All trainees in the program receive these foundational skills that will prepare them for careers. PhD students, however, focus their studies on one of two emphases: occupational injury epidemiology through the Division of Occupational and Environmental Health or occupational safety engineering through the Department of Mechanical Engineering. The former focuses on epidemiology and health, while the latter is concentrated on how workers interact with the built environment.   

Regardless of the path they take during their time at RMCOEH, trainees in this program emerge poised for success. Half of our graduates are either managers or directors in their organizations, according to a 2022 RMCOEH alumni survey, which additionally indicated that 100% of graduates are “very satisfied” with the training they received.

Said one student in the survey: “Phenomenal program and training. I felt like I walked away with a great education that set me ahead of my peers in the field after graduation.”

Career Outlook

The prospects of occupational injury prevention professionals are exceptional, as more medium and large businesses than ever are realizing that protecting their employees’ health and well-being positively affects their bottom line. The career opportunities are varied, with jobs available in industry, academia, government, and consulting.

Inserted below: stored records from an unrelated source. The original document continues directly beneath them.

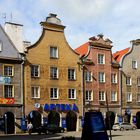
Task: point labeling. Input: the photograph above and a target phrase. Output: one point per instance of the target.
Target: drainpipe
(120, 79)
(22, 86)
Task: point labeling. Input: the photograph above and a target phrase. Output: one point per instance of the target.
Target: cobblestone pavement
(116, 135)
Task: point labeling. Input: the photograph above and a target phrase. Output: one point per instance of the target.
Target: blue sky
(118, 20)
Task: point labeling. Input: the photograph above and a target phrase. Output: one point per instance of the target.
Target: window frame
(33, 69)
(53, 52)
(1, 46)
(71, 74)
(103, 95)
(54, 93)
(36, 88)
(88, 76)
(89, 95)
(134, 64)
(138, 81)
(130, 97)
(101, 58)
(114, 98)
(53, 72)
(101, 77)
(138, 100)
(12, 93)
(8, 73)
(72, 93)
(128, 81)
(114, 78)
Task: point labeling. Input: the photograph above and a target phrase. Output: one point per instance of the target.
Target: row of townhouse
(50, 75)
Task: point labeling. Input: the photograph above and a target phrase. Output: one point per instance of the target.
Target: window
(71, 93)
(138, 81)
(101, 96)
(54, 93)
(134, 64)
(54, 73)
(8, 70)
(8, 91)
(138, 97)
(71, 74)
(35, 92)
(101, 77)
(34, 71)
(129, 97)
(101, 59)
(88, 76)
(114, 78)
(89, 95)
(53, 52)
(128, 80)
(0, 45)
(113, 96)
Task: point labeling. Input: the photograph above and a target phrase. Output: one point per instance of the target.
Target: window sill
(35, 97)
(129, 101)
(35, 77)
(71, 79)
(128, 85)
(53, 57)
(115, 83)
(54, 98)
(72, 98)
(54, 78)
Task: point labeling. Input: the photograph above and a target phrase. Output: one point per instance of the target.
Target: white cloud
(118, 20)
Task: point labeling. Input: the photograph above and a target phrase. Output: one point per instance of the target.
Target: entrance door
(138, 119)
(9, 123)
(110, 118)
(35, 118)
(71, 121)
(53, 117)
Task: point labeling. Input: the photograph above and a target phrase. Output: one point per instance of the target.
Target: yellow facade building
(52, 75)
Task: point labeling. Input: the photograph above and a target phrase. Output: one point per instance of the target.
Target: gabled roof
(119, 54)
(83, 49)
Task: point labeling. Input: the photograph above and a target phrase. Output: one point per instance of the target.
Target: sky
(118, 20)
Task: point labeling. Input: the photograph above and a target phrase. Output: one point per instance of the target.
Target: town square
(64, 84)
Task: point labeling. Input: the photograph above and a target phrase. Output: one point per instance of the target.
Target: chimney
(15, 33)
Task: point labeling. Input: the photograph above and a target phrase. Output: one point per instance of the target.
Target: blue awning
(52, 106)
(62, 107)
(46, 107)
(74, 107)
(68, 107)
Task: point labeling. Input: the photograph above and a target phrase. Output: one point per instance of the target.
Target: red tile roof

Further, no one career path is identical to another. One recent graduate of our program, for instance, works at the Massachusetts Institute of Technology—not as an educator, but in a role that involves collaborating with employees to identify risks to their health and safety and prioritizing challenges to tackle. Another works in film production, anticipating the dangers on a set, from pyrotechnics to tripping hazards, and conceiving ways to alleviate them.

The opportunities stemming from this area of study are vast. And students leave our program ready to capitalize on them, with all the skills they need to thrive professionally and ensure the workers their efforts touch are safer, happier, and healthier.